Seit Sommer 2020 liegt das Null-Covid-Konzept auf dem Tisch, dessen Grundgedanke Michael Meyer-Herrmann auf diese Formel gebracht hat: Man muss die Ansteckungszahlen energisch & präzis so weit drücken, dass es keine Infektion gibt, von der wir nicht wissen, woher sie kommt - die Nachverfolgung und Identifikation einer Ansteckung mit allen erdenklichen & angemessenen Mitteln sind das oberste Gebot. Nur so kann man die Kontrolle über die Covid 19-Pandemie samt ihren Mutanten erreichen.

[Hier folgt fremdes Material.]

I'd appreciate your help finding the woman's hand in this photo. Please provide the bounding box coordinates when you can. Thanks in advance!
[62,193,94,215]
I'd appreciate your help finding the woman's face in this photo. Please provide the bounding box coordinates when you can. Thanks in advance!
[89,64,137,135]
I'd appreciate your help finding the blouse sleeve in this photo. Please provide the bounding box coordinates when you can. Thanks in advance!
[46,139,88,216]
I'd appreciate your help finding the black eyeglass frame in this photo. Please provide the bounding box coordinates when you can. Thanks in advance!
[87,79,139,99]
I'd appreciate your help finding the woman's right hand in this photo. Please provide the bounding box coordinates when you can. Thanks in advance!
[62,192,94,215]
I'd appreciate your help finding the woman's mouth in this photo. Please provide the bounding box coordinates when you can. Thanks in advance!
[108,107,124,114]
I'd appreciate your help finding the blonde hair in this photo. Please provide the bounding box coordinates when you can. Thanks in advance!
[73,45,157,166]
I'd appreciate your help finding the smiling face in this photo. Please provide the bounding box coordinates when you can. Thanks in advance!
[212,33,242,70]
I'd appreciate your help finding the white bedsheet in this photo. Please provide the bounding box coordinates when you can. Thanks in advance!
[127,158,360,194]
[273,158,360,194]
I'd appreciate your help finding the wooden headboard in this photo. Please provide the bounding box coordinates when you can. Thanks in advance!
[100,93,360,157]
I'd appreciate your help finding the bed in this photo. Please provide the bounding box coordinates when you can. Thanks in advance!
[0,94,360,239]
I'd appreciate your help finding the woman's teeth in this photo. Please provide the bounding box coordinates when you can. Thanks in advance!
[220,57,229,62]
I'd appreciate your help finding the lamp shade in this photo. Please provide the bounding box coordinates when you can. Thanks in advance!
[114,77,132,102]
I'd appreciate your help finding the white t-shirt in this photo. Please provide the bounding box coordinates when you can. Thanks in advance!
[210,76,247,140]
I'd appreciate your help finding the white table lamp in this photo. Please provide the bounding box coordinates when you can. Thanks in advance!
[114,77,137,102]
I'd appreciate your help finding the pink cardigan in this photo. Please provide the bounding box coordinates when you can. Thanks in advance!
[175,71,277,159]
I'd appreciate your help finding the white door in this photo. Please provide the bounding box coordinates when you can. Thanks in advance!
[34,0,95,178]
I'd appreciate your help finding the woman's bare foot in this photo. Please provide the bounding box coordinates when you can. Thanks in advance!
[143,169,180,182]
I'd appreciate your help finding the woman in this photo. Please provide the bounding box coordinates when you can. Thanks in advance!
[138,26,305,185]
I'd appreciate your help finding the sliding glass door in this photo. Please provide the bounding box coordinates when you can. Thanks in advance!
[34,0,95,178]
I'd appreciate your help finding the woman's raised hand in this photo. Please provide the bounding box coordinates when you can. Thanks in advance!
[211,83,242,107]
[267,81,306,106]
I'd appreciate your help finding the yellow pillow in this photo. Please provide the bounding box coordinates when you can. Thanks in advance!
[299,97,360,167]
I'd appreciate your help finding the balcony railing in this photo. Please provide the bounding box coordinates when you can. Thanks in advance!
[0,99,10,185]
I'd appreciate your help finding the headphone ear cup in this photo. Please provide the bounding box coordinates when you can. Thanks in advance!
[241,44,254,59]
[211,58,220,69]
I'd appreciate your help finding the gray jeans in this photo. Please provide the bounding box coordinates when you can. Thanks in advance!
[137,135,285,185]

Nur wenn die Kontrolle besteht, kann man beginnen,  Lebens- und Beziehungsbewegungen in anderen Radien zu diskutieren und einzuräumen - nicht vorher oder nebenher (zum Trost & zur Beschwichtigung).  Die letzte Strecke dieser Pandemie, von der Angela Merkel bei Anne Will sprach, ist ängstliches Lavieren & Phantasieren vom Licht am Ende des Tunnels. Soweit sind wir noch nicht. Wo wir sind (im Prozeß der Pandemie), weiß keiner. Aber man kann den Leuten, ohne sie zu vertrösten oder hinzuhalten, zutrauen, die Realität der Pandemie auszuhalten.